No Fears Mom, You’re Doing Well

No fears mom, you're doing well

Don’t worry mom, you’re doing well. It makes sense that you have sleepless nights because you tend to react to your baby’s cries all the time; you know that offering affection is important and no one knows better than you what your baby needs at all times.

All mothers know is that it is not necessary to give birth yourself to know what love is. Motherhood itself does not exempt us from some fears.

We are afraid that our children will stop breathing when they sleep. Every day we ask ourselves if we are doing the right thing. We ponder whether we are not spoiling our children too much, as our own mother and friends say.

No one is born with a parenting manual. But one thing must be clear: you are doing well and when in doubt, the pediatrician is your best advisor.

Baker’s talk is irrelevant to a mother’s natural instincts and her confidence in professional help. 

Every mother’s 3 fears

Sometimes a mother’s fears are defined by her personal and family history.  A difficult childhood with emotional deficits or abuse ensures that a mother does not want to repeat at all costs. She wants to close her personal gaps and give her child the personal, emotional and physical balance she herself lacked in her own childhood.

At the same time, when a woman does not feel good in relation to her partner or her work, she may develop a certain fear. She will try to control and relieve these, so that nothing stands in the way of her child’s education.

No Fears Mama, You're Doing It Right

Motherhood is full of patterns.  On the one hand there is our personal history. On the other hand, there is society and the social and emotional context we live in. The last pattern is the most sensitive and important, namely the pattern we create with our baby.

Types of fear

Let’s look at the three forms of anxiety a mother experiences until she gets to the point where she thinks she’s not doing it right.

  • Fear of not knowing the needs of her children.  This fear is common and at the same time very understandable. Moreover, the same concern keeps cropping up as more children arrive. Every baby is different and has different needs.

However, in order not to develop a fear of this, it is important to remember that for every need your baby has, you are the best solution. The bond you create with him from the moment he comes into the world ensures that you intuitively know what is best for him. In addition, you have access to professional care providers who are willing to advise you at all times.

  • Fear of making the same mistakes as her parents.  Somehow we all have a picture in our head of what our family did or didn’t do when we were little ourselves. Realize that motherhood and fatherhood does not mean that you will never make mistakes yourself. Perfect parents don’t exist.

However, it is essential to be “present”. It’s important to actually be there for your kids when they need you.

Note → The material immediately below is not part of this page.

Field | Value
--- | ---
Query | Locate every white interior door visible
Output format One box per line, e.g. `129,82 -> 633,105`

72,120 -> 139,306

  • Fear of not knowing what makes your children happy. This is also a common fear. But don’t worry about it. Remember some essentials: listen to your child, respect his development and teach him to be responsible. Make him feel special and remind him that you will always be by his side, whichever path he chooses.
No Fears Mama, You're Doing It Right

You are doing well and you are a perfect mother

 An interesting concept has been widely reported in an article published in the journal Psychologies . One that will no doubt help you discover that you are doing extremely well as a mother.

It is about the idea of ​​the “perfect mother”. Here are the focal points that brought this idea to fruition and that we should all strive for:

  • The perfect mother does not see herself as the perfect mother. She learns every day and gives her child the best under her conditions.
  • The perfect mother does not project her own emotional problems onto her children.  A bad day at work or an argument with her partner has no effect on the quality of the relationship with her children.
  • A perfect mother is not overprotective, she does not control her children and gives them freedom.  She teaches them to become responsible and mature so that they will be happy in the future.
  • An emotional mother sets a good example. It helps her children to improve their self-confidence and self-image.

It is worth remembering this and always relying on yourself.